Ce matin, j’ai mis Thé Noir.

C’est votre parfum préféré?

Non. J’aime Rose, Another, Thé Noir et Oud, cet espèce de monstre que personne ne porte. C’est tellement animal et sale, il faut oser. Ce parfum n’existe que quand il est porté. Il doit être incarné charnellem­ent.

Vous allez loin, vous êtes assez radical.

Avec celui-là, oui. Il est fumé, ça sent le caoutchouc brûlé, le jambon…

Y a-t-il des gens derrière ces parfums?

Peut-être, mais pour l’essentiel ils sont imaginaire­s. Ce ne sont pas des comédiens ou des chanteurs. Maintenant, si vous voulez, ça pourrait être Joaquin Phoenix dans un rôle bien hard.

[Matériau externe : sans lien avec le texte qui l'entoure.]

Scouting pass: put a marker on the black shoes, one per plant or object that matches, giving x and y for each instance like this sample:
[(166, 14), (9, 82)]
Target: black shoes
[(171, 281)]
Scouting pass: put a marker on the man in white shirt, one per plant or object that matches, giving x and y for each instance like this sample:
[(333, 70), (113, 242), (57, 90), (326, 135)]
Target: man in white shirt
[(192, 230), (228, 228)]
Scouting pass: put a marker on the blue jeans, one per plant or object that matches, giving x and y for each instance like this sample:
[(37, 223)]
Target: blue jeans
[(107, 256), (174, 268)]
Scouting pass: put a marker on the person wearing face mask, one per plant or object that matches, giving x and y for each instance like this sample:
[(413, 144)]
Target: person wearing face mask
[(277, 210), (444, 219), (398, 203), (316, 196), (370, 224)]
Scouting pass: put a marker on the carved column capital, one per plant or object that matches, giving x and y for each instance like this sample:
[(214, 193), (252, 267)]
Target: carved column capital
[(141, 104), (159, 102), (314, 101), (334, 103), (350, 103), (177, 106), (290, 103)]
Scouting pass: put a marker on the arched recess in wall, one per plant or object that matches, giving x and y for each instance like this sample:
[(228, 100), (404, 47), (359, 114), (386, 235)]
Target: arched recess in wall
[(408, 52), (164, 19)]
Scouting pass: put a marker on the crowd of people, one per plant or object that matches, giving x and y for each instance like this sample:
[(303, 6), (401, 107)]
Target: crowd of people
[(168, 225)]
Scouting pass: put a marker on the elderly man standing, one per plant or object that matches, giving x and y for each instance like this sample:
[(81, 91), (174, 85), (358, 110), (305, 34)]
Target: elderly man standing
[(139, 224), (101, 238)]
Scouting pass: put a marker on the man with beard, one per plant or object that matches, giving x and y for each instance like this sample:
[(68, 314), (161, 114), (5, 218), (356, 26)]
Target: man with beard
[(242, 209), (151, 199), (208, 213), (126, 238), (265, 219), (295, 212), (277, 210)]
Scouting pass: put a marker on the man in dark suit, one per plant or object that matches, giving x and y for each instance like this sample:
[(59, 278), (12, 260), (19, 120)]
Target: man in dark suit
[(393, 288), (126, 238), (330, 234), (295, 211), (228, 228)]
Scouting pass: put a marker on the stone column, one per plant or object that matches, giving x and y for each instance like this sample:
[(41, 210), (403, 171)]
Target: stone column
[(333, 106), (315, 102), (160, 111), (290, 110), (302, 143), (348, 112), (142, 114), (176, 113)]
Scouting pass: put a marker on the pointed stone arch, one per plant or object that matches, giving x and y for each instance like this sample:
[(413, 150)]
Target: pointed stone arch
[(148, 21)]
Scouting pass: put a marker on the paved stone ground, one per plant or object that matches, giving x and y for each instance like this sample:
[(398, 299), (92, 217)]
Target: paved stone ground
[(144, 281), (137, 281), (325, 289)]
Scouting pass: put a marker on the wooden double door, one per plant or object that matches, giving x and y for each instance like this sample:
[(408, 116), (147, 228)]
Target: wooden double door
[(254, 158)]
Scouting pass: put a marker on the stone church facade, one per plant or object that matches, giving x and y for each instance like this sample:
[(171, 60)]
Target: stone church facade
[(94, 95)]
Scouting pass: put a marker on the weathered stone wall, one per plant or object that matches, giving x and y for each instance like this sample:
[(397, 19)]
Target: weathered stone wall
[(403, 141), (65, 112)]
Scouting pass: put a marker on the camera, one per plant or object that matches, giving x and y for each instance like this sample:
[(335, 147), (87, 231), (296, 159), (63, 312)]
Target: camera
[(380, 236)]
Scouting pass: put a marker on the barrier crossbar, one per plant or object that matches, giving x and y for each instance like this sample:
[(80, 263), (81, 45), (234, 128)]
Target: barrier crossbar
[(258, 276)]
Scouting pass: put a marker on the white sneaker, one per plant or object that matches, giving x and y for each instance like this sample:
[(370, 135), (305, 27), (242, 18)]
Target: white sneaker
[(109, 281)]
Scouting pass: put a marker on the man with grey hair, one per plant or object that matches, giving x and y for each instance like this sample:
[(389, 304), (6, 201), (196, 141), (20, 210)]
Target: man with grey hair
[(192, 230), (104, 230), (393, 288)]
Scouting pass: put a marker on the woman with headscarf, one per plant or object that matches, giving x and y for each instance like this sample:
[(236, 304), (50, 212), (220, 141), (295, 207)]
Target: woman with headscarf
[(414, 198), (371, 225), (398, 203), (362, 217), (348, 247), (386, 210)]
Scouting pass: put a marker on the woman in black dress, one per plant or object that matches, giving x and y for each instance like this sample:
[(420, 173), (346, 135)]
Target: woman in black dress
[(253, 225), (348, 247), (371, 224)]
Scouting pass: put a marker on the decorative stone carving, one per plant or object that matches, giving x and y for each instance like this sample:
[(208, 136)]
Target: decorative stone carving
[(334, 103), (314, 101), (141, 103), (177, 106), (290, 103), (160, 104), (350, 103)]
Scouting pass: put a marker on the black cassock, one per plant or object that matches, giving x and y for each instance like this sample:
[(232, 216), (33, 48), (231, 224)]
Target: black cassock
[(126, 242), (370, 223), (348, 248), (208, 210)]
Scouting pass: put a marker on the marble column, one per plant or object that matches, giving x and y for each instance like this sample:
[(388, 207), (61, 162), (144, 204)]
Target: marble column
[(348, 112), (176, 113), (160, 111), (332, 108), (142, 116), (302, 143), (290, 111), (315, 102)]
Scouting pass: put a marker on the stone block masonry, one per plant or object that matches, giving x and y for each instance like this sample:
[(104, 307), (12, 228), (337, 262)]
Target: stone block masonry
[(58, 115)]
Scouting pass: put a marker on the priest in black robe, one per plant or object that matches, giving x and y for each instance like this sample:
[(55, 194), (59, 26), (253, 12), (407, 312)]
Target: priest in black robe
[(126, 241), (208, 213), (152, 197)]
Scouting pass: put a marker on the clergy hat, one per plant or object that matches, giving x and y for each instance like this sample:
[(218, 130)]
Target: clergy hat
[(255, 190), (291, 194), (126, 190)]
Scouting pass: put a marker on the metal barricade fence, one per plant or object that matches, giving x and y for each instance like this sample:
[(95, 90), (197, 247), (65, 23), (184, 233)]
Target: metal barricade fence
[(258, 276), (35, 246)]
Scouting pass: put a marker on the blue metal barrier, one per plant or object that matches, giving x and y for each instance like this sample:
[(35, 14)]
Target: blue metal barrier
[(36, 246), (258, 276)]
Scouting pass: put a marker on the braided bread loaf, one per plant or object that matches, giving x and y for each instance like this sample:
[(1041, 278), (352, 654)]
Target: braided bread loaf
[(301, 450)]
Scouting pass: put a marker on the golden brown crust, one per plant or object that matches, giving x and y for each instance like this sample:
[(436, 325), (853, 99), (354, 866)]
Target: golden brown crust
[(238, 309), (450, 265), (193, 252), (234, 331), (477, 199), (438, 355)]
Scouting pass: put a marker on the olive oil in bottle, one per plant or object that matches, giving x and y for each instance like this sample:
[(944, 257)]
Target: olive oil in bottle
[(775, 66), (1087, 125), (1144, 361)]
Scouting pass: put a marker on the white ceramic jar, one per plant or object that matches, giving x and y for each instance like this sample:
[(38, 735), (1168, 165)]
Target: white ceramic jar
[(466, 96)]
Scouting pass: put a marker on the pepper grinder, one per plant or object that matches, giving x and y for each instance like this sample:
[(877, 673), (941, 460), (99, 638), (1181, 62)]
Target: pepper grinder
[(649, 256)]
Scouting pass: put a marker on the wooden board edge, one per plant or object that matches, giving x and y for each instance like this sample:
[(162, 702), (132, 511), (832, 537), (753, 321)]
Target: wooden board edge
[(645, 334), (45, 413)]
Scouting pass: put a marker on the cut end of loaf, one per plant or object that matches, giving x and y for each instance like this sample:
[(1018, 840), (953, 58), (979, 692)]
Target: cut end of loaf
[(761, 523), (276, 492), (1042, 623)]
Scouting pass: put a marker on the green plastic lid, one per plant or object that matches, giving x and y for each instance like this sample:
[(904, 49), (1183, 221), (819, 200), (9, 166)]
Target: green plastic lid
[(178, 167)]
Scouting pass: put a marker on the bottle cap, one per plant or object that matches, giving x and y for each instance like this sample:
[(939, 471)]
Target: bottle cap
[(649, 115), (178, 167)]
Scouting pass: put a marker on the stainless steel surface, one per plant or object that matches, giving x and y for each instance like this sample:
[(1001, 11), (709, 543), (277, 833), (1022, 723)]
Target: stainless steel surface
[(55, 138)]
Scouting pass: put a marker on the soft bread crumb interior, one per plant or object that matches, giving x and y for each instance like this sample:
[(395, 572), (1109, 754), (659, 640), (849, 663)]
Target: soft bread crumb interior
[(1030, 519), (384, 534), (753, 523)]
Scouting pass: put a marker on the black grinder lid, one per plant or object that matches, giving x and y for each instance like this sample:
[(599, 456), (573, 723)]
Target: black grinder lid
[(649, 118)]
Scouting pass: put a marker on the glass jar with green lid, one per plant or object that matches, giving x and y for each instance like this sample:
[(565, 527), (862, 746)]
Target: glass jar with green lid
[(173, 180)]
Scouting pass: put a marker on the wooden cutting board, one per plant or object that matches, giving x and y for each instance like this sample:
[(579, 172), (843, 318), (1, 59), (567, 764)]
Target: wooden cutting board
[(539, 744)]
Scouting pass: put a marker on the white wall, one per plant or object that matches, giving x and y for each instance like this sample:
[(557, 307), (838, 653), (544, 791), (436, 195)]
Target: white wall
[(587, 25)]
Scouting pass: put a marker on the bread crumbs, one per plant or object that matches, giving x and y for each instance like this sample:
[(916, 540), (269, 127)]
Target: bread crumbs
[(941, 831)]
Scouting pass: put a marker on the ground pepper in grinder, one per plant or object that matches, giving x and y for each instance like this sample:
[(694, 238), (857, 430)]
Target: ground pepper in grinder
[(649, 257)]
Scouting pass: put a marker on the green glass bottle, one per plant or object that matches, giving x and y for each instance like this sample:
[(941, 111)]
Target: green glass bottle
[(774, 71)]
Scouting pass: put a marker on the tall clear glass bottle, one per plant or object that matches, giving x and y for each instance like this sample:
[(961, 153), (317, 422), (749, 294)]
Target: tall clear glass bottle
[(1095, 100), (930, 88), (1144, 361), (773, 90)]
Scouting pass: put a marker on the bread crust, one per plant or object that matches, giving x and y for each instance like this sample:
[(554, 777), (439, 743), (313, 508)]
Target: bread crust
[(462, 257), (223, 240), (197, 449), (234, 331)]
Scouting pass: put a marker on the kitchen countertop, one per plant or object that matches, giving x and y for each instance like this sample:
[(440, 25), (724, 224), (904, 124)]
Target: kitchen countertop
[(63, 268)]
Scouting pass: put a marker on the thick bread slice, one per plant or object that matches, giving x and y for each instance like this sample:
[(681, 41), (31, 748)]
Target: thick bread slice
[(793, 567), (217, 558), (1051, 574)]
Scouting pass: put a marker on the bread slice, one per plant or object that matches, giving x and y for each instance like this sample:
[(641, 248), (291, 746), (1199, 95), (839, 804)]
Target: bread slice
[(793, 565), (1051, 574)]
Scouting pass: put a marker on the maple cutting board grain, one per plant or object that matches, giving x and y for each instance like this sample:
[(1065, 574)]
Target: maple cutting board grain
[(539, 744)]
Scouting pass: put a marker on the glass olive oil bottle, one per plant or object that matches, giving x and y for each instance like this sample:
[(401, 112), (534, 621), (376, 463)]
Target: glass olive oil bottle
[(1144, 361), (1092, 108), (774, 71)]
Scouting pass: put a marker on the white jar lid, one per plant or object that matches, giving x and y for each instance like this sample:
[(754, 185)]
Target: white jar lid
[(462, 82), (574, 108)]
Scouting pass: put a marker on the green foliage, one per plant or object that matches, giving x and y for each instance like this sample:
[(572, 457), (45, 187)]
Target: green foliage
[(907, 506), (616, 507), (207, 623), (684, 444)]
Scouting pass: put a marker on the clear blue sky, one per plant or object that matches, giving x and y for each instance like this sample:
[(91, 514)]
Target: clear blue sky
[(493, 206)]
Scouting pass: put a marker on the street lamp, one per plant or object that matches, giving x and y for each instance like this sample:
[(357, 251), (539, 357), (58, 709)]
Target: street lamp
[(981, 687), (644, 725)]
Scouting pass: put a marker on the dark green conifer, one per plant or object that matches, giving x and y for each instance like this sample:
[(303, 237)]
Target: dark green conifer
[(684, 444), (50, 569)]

Vous parleriez de vocation?

Non. En fait, si on remonte un peu dans mon passé, j’ai étudié la chimie pour faire plaisir à mes parents, et en terminant mon diplôme de chimiste, j’ai eu mon premier boulot dans un groupe de parfums en Suisse. Puis de fil en aiguille, j’ai découvert ce monde.

Vous auriez pu être nez ?

Non, je ne serais pas capable, car il faut être monomaniaq­ue. C’est comme un cuisinier, il doit être aux fourneaux et inventer des recettes non stop. Moi, j’aime diriger créativeme­nt un projet et me frotter à plusieurs facettes.

Aujourd’hui, après New York, vous avez choisi de vivre au Portugal. Pourquoi?

Pour me rapprocher de la mer. Être dans une ville à taille plus humaine, ralentir nos vies. Tout en continuant à faire ce qu’on aime.

Mais comment faites-vous?

Je travaille avec un parfumeur. C’est du téléphone, du DHL, des Fedex. Et mon associé est en Californie. C’est comme si j’habitais dans une forêt magnifique au coeur de la France et que je travaillai­s a Paris. J’ai eu besoin de ralentir ma vie et d’y voir plus clair.

Et vous y voyez plus clair?

Oui, c’est certain. Quand on ralentit, qu’on s’arrête de courir, de faire du bruit… au bout d’un temps, la poussière retombe, se dissipe, et les choses essentiell­es restent. On est surtout tellement plus efficace.

Comment vous situez-vous vis-à-vis de la planète?

Aujourd’hui, on se focalise sur ce que nous pourrions mieux faire. Aller vers du 100 % recyclé, et déjà du 100 % recyclable. Le Labo, avec sa double personnali­té, est très attentif au monde, à son avenir. On ne fait pas de tests sur les animaux, on fait partie de la Peta aux États-unis. On ne peut pas créer de la beauté en épuisant la nature, la vie, la tendresse!